Amazon unveils its long-term goal in natural language processing
The goal: a single machine learning model that can analyze and understand input from multiple languages. The use case: people who interact with Alexa in their native language (among other commercial applications).
On April 20, 2022, Amazon announced three developments to achieve this goal, which it called MMNLU-22, the initials standing for Massively Multilingual Natural Language Understanding or Massively Multilingual NLU.
The three developments are the release of a dataset with one million tagged utterances in 51 languages and open source code; a competition using this dataset (deadline: June 1, 2099); and a workshop at the world’s largest machine translation conference (EMNLP 2022 in Abu Dhabi, December 7-11, 2022).
Amazon called the data set MASSIVE; i.e. multilingual Amazon SLURP for slot population, intent classification, and virtual assistant rating.
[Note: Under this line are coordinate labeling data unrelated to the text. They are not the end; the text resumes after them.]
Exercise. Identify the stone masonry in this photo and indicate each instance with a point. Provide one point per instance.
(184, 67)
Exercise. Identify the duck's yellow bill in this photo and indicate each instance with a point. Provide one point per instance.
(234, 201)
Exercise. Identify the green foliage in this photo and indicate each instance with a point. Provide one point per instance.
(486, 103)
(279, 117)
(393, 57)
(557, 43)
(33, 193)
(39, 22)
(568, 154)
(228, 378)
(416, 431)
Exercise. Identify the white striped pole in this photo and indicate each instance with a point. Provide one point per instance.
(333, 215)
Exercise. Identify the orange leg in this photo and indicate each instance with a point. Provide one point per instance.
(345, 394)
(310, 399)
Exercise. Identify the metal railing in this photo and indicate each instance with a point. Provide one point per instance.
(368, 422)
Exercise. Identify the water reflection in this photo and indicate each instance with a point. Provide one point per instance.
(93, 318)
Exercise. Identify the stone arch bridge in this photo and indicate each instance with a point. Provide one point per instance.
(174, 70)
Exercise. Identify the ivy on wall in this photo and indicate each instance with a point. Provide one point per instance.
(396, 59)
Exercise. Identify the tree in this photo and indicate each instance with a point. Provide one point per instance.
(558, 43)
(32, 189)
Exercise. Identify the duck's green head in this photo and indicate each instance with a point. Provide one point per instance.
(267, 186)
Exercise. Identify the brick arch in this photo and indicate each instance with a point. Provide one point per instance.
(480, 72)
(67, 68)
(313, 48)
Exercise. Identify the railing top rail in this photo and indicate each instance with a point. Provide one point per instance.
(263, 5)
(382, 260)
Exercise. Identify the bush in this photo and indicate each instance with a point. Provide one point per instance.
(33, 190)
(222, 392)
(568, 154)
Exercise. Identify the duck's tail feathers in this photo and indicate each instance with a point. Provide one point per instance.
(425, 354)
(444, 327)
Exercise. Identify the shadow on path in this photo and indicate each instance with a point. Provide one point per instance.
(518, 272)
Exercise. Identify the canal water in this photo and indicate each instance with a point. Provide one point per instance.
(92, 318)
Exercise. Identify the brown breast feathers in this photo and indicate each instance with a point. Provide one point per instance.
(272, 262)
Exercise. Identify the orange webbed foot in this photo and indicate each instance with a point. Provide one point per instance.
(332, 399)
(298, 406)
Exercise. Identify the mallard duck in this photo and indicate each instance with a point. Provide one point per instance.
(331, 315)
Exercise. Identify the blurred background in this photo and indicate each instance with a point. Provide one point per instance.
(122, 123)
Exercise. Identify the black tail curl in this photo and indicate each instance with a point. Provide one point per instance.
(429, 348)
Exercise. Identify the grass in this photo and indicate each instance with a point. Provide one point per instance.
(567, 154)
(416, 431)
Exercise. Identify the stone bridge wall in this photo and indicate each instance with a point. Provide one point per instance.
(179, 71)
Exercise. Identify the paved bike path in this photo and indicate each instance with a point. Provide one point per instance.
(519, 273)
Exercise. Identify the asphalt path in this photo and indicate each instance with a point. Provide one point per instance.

The dataset comes with examples of how to perform MMNLU modeling so that others can recreate the basic results for two critical NLU tasks – intent classification and slot filling – as described in the SLURP document (or set of SLU resources) linked above.
NLU is a sub-discipline of Natural Language Processing (NLP) and Amazon said it focuses on NLU as a component of Spoken Language Understanding (SLU), where audio is converted to text before NLU is executed. Alexa is an example of an SLU-based virtual assistant.
The MASSIVE dataset includes “one million realistic, parallel, and labeled virtual assistant text utterances spanning 51 languages, 18 domains, 60 intents, and 55 locations.”
Amazon created the dataset “by commissioning professional translators to localize or translate the English-only SLURP dataset into 50 typologically diverse languages across 29 genres, including low-resource languages.”
Amazon is essentially trying to overcome a major hurdle of SLU-based virtual assistants like Alexa; NLU academic and industrial R&D is still limited to a few languages.
“One of the difficulties in creating massively multilingual NLU models is the lack of labeled data for training and assessment, especially data that is realistic for a given task and natural for a given language. A high natural usually requires human control, which is often expensive. »
Therefore, R&D is “limited to a small subset of the world’s more than 7,000 languages,” Amazon pointed out. “By learning a shared data representation that spans languages, the model can transfer knowledge from languages with abundant training data to those in which training data is sparse.”
Hinting at where it hopes to apply these latest developments commercially, Amazon noted that of the more than 100 million smart speakers sold worldwide (e.g. Echo), most use a voice interface exclusively and press NLU to operate. The company has estimated that the number of virtual assistants will reach eight billion by 2023, and most will be on smartphones.